This project is prototype to a restaurant order routing application which exposes an endpoint to create an order and place messages in multiple queues according to the kitchen area assigned to a specific item.
Author: Iarah Gonçalves de Almeida
- Microsoft Visual Studio Community 2022 v17.8
- C# and .NET 8.0
- Swagger/OpenAPI
- RabbitMQ
- xUnit
- Make sure you have a Visual Studio v17.8 or later, .NET 8 and a Docker installation ready on your setup
- Run this command in your terminal to setup the RabbitMQ:
docker run -d --hostname rmq --name rmq-server -p 8080:15672 -p 5672:5672 rabbitmq:3.12-management
- Open the PointOfSale.sln
- Set the src/Presentation as your Startup Project
- Run the app
- The
POST
order endpoint creates a new order and store it in an in-process list, simulating a database in a real project. - The
POST
order endpoint also sends a message to a specific queue in RabbitMQ, acting as a Producer. - There are Unit Tests for the Domain project and Integration tests for the Presentation project.
- The Kitchen Area is represented as a Value Object, trowing an UnsupportedKitchenArea exception when an area is not mapped.

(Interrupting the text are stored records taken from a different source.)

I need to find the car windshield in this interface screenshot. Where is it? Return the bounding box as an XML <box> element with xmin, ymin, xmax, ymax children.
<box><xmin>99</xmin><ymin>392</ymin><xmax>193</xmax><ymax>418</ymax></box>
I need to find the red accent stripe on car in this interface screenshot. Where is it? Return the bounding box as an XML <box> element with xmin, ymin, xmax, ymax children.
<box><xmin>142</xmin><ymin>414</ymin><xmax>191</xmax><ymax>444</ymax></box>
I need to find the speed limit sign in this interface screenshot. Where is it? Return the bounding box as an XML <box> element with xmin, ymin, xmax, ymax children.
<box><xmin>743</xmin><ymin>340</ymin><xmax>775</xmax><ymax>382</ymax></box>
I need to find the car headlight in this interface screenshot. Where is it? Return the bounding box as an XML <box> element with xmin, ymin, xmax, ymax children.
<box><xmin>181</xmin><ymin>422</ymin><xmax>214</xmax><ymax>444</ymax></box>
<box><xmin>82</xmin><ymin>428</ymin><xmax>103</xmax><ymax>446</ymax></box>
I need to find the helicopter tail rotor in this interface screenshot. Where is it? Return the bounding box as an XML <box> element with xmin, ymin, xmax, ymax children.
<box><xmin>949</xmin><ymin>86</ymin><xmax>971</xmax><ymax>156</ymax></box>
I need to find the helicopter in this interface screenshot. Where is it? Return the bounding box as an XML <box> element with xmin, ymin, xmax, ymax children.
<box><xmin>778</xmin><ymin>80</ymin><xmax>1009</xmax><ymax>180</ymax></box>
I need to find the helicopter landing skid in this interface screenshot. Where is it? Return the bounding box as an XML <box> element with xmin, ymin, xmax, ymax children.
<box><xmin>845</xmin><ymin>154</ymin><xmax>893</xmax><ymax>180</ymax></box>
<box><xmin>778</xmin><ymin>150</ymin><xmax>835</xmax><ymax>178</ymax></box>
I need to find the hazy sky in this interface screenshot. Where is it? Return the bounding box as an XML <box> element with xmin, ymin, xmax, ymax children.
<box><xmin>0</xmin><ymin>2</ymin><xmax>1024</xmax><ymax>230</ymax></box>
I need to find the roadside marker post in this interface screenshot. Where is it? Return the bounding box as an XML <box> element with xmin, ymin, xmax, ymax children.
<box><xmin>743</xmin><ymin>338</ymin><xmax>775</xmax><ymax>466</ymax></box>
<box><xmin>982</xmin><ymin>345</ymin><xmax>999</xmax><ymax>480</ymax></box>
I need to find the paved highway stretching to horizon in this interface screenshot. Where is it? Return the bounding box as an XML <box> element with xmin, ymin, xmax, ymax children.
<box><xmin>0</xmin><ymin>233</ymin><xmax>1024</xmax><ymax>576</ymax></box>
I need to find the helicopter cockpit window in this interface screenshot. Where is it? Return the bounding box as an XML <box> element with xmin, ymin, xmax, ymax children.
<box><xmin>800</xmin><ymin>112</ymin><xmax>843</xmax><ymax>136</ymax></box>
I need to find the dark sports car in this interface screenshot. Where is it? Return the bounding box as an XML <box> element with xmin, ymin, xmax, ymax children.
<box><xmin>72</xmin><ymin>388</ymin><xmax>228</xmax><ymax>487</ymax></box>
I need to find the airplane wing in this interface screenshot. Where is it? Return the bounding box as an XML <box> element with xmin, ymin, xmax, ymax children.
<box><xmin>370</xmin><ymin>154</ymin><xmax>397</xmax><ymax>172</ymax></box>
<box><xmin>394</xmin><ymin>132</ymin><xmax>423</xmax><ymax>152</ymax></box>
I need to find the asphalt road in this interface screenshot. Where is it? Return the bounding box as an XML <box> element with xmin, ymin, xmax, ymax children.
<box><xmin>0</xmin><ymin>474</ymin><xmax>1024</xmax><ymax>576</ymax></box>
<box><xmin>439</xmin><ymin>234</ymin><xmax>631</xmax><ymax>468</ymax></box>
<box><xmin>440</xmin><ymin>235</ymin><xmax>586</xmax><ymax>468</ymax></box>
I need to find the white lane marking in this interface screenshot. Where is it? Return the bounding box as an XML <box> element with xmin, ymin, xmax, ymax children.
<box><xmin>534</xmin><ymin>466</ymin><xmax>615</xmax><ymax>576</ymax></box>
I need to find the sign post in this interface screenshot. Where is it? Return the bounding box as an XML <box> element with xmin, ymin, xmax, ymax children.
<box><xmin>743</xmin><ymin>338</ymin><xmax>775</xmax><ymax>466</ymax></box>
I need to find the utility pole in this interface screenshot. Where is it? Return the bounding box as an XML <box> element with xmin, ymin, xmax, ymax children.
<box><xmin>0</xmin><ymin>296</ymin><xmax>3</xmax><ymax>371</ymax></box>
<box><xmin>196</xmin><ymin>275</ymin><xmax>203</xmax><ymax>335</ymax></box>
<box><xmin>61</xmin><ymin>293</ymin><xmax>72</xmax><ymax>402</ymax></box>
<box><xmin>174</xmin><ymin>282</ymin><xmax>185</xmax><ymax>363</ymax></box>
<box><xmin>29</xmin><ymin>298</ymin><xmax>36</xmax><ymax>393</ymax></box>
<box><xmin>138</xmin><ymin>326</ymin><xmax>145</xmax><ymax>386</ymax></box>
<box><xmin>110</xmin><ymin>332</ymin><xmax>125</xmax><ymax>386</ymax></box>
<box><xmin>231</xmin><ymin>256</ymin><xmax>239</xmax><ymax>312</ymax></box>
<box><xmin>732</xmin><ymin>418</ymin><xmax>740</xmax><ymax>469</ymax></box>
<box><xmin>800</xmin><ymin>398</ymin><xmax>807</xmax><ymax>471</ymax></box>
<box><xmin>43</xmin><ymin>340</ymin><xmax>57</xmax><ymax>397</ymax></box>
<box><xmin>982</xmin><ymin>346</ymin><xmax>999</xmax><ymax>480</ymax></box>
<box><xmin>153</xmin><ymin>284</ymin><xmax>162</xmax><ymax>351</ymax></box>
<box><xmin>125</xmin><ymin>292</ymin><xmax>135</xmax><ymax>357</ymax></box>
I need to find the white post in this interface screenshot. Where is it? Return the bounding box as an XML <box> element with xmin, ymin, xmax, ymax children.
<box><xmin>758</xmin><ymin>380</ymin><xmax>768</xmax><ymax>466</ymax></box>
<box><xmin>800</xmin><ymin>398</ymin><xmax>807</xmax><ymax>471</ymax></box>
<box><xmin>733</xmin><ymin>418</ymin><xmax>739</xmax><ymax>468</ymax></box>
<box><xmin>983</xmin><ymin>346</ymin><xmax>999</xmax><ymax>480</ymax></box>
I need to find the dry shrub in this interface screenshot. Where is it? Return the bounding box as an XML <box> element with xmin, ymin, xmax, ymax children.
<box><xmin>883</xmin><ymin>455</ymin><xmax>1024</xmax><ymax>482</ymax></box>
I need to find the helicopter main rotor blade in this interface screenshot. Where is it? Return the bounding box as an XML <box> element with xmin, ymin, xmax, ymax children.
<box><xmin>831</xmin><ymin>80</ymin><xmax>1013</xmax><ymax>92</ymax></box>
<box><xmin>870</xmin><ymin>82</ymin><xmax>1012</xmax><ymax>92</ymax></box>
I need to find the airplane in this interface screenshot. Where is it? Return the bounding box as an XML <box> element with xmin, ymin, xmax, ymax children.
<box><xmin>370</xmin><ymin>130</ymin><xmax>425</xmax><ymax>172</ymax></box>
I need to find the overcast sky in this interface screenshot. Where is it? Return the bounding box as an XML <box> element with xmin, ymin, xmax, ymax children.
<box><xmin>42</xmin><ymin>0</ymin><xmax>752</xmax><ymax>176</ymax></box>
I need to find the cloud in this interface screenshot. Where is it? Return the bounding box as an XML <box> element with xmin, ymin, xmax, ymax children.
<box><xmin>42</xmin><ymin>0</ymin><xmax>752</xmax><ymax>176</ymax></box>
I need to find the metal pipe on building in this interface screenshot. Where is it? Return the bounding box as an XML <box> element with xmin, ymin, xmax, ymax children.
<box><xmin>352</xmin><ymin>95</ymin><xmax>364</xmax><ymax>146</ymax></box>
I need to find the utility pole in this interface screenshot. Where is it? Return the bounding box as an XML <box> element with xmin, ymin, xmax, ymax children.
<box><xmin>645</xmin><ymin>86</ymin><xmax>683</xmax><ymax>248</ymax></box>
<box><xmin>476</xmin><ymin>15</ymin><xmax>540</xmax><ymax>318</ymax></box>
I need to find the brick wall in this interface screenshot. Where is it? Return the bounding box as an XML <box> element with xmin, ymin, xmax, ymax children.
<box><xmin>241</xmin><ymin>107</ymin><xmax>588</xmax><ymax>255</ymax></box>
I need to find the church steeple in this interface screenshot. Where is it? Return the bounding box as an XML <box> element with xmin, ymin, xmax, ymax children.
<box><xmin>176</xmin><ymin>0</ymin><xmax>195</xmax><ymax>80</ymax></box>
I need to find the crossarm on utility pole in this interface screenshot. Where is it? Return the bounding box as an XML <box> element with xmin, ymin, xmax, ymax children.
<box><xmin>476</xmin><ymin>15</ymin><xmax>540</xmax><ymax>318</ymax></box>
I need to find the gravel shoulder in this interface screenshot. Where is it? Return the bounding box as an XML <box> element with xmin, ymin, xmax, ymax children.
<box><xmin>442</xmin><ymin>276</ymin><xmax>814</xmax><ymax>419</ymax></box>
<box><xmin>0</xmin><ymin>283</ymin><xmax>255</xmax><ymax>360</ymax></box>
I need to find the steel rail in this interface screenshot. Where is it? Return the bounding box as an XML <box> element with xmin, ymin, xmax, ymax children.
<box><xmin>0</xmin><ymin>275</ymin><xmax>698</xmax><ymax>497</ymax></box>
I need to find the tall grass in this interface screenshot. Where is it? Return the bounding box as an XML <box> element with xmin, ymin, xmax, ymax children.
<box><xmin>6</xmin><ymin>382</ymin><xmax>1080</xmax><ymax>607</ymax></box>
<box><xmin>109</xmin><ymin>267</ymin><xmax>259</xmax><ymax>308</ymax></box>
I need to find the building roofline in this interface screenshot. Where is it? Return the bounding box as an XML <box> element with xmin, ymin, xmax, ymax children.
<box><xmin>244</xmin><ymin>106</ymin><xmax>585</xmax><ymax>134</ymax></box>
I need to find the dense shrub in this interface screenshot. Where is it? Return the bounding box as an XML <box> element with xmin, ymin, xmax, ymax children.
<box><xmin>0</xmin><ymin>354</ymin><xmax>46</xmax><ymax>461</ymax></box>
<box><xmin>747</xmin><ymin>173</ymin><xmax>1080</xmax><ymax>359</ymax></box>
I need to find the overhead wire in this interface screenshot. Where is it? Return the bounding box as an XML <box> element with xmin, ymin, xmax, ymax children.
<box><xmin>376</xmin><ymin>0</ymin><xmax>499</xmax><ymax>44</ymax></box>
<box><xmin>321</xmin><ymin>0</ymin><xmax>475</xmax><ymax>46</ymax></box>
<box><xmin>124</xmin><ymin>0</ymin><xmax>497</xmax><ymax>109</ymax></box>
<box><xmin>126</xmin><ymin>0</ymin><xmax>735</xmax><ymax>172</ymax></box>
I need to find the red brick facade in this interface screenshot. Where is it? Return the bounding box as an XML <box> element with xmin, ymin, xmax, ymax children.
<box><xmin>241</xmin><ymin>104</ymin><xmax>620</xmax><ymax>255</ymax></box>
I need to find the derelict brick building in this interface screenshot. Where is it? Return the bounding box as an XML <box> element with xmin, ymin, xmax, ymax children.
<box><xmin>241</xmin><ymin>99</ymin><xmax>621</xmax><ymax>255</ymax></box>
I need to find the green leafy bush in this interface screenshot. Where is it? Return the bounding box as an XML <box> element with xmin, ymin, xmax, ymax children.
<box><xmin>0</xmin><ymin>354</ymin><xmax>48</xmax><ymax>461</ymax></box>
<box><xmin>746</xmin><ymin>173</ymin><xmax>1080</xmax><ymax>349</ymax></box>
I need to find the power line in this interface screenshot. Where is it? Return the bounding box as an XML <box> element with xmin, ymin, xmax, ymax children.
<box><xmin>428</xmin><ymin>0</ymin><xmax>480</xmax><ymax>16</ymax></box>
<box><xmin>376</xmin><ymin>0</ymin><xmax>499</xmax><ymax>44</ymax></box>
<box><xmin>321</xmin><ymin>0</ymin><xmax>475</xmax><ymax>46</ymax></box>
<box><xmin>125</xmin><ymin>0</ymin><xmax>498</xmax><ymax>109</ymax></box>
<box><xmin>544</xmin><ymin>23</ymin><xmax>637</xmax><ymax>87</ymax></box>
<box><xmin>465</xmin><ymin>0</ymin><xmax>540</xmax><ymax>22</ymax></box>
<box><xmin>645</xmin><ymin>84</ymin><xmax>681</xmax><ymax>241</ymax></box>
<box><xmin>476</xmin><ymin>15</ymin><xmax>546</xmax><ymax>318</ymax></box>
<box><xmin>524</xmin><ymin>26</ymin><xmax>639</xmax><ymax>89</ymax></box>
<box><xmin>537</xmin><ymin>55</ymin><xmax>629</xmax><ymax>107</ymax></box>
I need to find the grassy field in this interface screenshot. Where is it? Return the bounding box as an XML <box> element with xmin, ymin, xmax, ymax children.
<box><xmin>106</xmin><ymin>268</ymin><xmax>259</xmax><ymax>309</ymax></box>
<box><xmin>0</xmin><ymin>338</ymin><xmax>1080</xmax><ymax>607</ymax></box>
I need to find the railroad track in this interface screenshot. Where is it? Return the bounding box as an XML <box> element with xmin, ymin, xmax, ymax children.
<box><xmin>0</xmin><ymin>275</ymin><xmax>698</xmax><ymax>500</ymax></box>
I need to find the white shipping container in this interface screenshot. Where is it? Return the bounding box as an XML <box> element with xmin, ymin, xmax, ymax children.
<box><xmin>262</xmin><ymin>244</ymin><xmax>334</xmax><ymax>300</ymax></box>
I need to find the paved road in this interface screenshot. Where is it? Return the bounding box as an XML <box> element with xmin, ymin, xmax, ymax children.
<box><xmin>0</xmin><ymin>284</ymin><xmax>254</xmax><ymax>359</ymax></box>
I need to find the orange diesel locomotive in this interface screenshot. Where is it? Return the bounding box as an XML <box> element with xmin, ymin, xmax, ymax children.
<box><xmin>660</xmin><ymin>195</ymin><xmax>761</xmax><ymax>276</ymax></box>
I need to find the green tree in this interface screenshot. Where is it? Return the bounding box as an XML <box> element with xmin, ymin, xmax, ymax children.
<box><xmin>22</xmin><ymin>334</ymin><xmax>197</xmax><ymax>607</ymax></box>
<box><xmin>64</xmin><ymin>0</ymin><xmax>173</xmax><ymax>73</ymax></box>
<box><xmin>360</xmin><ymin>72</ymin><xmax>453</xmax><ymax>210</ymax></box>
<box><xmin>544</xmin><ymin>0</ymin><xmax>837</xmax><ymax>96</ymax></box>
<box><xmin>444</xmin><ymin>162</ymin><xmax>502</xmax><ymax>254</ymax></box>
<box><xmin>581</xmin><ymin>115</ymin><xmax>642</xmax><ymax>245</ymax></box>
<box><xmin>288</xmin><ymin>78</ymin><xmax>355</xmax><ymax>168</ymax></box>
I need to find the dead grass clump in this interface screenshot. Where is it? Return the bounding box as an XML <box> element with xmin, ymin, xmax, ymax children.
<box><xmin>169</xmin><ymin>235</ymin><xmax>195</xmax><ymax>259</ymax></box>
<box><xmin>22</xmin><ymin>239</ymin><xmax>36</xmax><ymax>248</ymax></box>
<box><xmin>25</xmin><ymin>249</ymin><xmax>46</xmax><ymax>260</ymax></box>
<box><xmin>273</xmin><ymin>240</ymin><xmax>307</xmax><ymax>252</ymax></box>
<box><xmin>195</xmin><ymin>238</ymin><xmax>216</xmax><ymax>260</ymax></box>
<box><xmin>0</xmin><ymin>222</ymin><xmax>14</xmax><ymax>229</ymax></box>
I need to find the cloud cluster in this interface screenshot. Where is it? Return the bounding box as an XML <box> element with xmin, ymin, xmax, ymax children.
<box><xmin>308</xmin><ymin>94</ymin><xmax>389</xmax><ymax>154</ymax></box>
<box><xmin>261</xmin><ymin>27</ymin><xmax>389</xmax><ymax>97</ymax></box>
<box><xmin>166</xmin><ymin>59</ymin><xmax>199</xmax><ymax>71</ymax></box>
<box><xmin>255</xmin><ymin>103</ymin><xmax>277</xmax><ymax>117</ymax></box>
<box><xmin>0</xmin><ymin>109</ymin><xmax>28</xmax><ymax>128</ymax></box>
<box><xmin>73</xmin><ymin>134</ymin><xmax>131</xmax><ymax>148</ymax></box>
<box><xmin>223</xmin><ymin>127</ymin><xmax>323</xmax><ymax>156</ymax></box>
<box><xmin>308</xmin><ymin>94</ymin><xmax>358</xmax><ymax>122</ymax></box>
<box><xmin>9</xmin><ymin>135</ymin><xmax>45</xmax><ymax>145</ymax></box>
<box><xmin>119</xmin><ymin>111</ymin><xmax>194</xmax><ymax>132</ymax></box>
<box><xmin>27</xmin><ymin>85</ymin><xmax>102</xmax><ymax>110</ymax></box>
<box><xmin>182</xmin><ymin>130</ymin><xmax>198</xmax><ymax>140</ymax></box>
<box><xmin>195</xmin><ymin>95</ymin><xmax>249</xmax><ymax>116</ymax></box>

- The OrderController will return a bad request status code for unsupported kitchen areas.
Some points to consider:
- The MessageQueue could be improved by using Exchanges, and the responsibility for routing should be configured on the Exchange instead of figuring out the correct queue in the MessageQueueService.
- Some sort of validation should be implemented and configured to return the correct HTTP code and meaningful errors.
- Since this is an Event Based architecture, a CQRS pattern would be a great addition to the project.
- Of course, a in-memory database would be a better option to show off the ORM and SQL skills.
- The idea is to have other services acting as consumers for the message queues, and the PointOfSale would probably act as a consumer later on to get the completed items and update the order status.